Savaş; cesaret, iyi bir sevk ve idare, ganimetleri taksim hususunda hakkı koruma, güvenilir olma, hesap ve yazı bilme gibi hasletlere dayanır. Bu yüzden devlet başkanı; bu iki görevi (savaşı yönetme, ganimetleri taksim) bir şahsa verebileceği gibi, ayrı ayrı kimselere de verebilir. Bu konuda ehliyet ve ihtisas aranır.

Şayet "veliyyü'l-emr", ganimetlerin taksimini "emîr-i harb (savaş emîri)" ile "emîr-i kısmet (ganimeti paylaştırma emîri)" olmak üzere, tayin edeceği iki şahsa verirse, bu hususta bunlardan herhangi biri yalnız başına hareket edemez; taksimi birlikte yapmaları icabeder.

"Cihâd emîrliği"ne tayin edilecek zatın; adil, iyi bir yönetici, savaş siyasetini bilen, harb usulüne âşinâ, helâl ve haramı tanıyan, şefkat ve cesaretle muttasıf tehlikeleri umursamaz bir şekilde atılmaktan sakınan biri olması gerekir. Zira bu özellikleri taşımayan bir kimsenin, "emîr" tayin edilmesiyle umulan faydalar sağlanamaz.

Harbe kumandan tayin edilen zat, ordu içinde bulunma ihtimali olan casusları ve askerin maneviyatını bozacak zararlı davranışlarda bulunabilecek şahısları temizlemesi, orduyu teftiş ve kontrol etmekle meşgul olması icabeder.

"Emîr"in soy ve fikir bakımından kendi soy ve fikrinde olanlara kendi mezhebinde bulunanlara meyletmemesi, soy, fikir ve mezhepte ayrı olanlara sırt çevirmemesi: ufak tefek bazı hâdiselere gereğinden fazla önem verip işi büyütmek suretiyle ihtilaf ve ayrılıklara yol açmaması gerekir." (Mâverdi, a.g.e., 39)

"Cihâd emîri", devlet başkanının vekilidir. İslâm'da devlet başkanına itaat bir görev olduğu gibi; onun vekiline de itaat bir görevdir. Hatta fertler, emîrin emrettiği veya yasakladığı şeylerin faydalı olup olmadıklarına bakmaksızın ona itaat etmeleri gerekir. Çünkü bu şekilde içtihada dayanan hususlarda devlet başkanı veya vekiline itaat gereklidir. Meselâ: Emîr, orduyu teşkil eden su taşıyıcıları, sağ cenah temsilcileri, sol cenah temsilcileri vb. gruplara "hiç birinin harp halinde diğerine yardım için bulunduğu noktayı terketmemesini" tenbih edecek olursa, bu grupların yerlerinden kımıldamamaları gerekir. İsterse bu gruplardan birinin düşman tarafından yenilgiye uğratılmasından endişe duyulsun (Ö. N. Bilmen, a.g.e., III, 362)
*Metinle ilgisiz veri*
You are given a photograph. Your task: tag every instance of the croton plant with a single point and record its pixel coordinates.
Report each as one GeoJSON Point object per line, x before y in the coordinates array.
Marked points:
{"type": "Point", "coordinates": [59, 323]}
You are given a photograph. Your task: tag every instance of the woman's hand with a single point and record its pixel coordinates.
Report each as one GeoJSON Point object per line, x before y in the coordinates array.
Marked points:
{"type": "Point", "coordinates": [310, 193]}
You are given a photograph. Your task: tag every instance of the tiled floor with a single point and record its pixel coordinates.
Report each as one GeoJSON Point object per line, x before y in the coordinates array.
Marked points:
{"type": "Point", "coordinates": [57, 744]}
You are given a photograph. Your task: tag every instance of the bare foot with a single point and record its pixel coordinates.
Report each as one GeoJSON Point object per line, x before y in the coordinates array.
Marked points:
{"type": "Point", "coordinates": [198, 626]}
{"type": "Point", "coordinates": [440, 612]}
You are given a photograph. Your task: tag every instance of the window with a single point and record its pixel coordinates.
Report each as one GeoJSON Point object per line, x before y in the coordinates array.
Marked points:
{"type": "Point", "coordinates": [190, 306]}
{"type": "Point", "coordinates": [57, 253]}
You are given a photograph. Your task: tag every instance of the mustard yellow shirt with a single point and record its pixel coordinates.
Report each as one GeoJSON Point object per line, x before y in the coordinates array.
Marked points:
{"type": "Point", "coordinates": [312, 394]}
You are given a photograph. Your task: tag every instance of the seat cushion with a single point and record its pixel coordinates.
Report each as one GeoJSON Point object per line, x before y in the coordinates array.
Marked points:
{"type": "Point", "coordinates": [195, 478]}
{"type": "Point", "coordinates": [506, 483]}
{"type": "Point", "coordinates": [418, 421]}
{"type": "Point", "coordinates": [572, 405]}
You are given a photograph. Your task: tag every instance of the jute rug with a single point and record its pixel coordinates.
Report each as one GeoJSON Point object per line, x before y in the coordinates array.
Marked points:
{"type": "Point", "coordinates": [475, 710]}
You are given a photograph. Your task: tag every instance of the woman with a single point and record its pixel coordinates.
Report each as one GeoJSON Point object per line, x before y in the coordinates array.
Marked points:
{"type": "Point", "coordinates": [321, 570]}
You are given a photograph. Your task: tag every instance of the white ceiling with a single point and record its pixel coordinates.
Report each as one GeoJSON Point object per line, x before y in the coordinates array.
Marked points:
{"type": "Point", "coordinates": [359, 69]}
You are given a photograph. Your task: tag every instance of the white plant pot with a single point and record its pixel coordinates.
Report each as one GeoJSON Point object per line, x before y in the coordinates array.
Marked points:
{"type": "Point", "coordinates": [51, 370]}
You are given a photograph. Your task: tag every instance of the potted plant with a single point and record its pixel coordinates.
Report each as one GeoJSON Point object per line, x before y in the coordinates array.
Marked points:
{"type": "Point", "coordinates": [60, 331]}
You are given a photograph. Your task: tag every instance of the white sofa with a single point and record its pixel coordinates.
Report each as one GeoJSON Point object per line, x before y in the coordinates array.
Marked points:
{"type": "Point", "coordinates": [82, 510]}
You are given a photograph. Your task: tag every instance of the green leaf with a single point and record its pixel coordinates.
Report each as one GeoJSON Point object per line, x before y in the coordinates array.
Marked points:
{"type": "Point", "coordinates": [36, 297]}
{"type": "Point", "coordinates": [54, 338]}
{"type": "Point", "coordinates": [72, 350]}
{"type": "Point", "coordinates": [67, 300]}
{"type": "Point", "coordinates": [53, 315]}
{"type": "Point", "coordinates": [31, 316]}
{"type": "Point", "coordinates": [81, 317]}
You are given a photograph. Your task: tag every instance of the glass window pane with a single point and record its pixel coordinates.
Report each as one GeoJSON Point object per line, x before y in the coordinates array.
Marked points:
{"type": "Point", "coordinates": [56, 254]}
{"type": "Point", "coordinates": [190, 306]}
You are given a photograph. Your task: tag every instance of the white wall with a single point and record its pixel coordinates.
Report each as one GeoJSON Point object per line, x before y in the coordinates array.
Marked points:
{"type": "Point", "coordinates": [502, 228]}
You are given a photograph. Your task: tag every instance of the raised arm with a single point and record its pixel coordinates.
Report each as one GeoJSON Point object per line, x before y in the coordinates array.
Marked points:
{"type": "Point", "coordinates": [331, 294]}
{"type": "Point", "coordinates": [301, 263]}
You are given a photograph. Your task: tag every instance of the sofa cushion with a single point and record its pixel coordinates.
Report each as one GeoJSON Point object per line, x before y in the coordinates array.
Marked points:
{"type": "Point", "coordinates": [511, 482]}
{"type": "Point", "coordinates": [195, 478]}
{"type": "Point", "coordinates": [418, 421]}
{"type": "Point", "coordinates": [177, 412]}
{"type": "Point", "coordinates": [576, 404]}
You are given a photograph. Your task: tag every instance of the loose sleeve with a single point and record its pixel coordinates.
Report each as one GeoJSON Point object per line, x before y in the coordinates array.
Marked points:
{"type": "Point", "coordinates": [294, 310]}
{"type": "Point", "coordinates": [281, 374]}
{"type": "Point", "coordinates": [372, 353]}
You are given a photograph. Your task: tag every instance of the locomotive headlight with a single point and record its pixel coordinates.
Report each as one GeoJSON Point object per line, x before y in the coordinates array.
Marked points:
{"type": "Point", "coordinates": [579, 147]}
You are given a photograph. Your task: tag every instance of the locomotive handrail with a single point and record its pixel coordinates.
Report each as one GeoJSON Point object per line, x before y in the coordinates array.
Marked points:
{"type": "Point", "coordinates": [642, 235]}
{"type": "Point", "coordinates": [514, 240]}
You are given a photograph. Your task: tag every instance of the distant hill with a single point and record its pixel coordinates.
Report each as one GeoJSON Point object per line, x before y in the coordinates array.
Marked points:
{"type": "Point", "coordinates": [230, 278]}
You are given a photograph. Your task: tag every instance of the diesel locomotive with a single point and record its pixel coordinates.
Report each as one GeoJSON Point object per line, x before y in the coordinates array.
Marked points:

"Emîr"in emrettiği veya yasakladığı şeylerin Allah'a karşı bir masiyet yahut helâk olmayı gerektiren, uygun olmayan bir davranış olduğu herkes tarafından kabul edilirse, bu takdirde kendisine itaat gerekmez. Çünkü Yaratan'a karşı gelmeyi gerektiren hususlarda, yaratılana itaat edilmesi caiz değildir. "Üstün, kanuna aykırı emirlerine uyulmaz" kuralı mâlûmdur. Buna rağmen böyle masiyeti gerektiren bir emir veya yasaklama durumunda sabır ve tahammül gösterilir, isyandan kaçınılır.

Yukarda anılan durumlar, müslümanların, kendilerinden olan bir yönetici (veliyyü'l-emr) tarafından yönetildikleri dönemlere mahsustur. Ülkeleri istilaya uğramış, başlarına tâğutlardan biri geçmiş olan müminlerin eli kolu bağlı oturmaları kendilerine yakışmaz. Bu durumda da bir cihad emirinin başkanlığında cihad etmeleri üzerlerine farzdır. Cihadı terketmeleri Allah'ın emirlerine karşı gelmek demektir. Bu cihadın mutlaka silâhla yapılması da şart değildir. Zamanı gelinceye kadar; dille, kalemle,malla, ve akla gelebilen her türlü vasıta ile yapılabilir. Tâ ki müminler, aralarından kendilerine önderlik yapacak birini hazırlayıp, onun etrafında birlik olsunlar. Böyle biri görev yüklenince de ona muhalefet etmek, yahut ona yardım etmemek cihadı terketmek demektir. Normal zamanlarda devlet reisine itaat nasıl farz ise, bu durumda da müminlerin çevresinde birleştikleri "lider" yani cihad emirine itaat farzdır.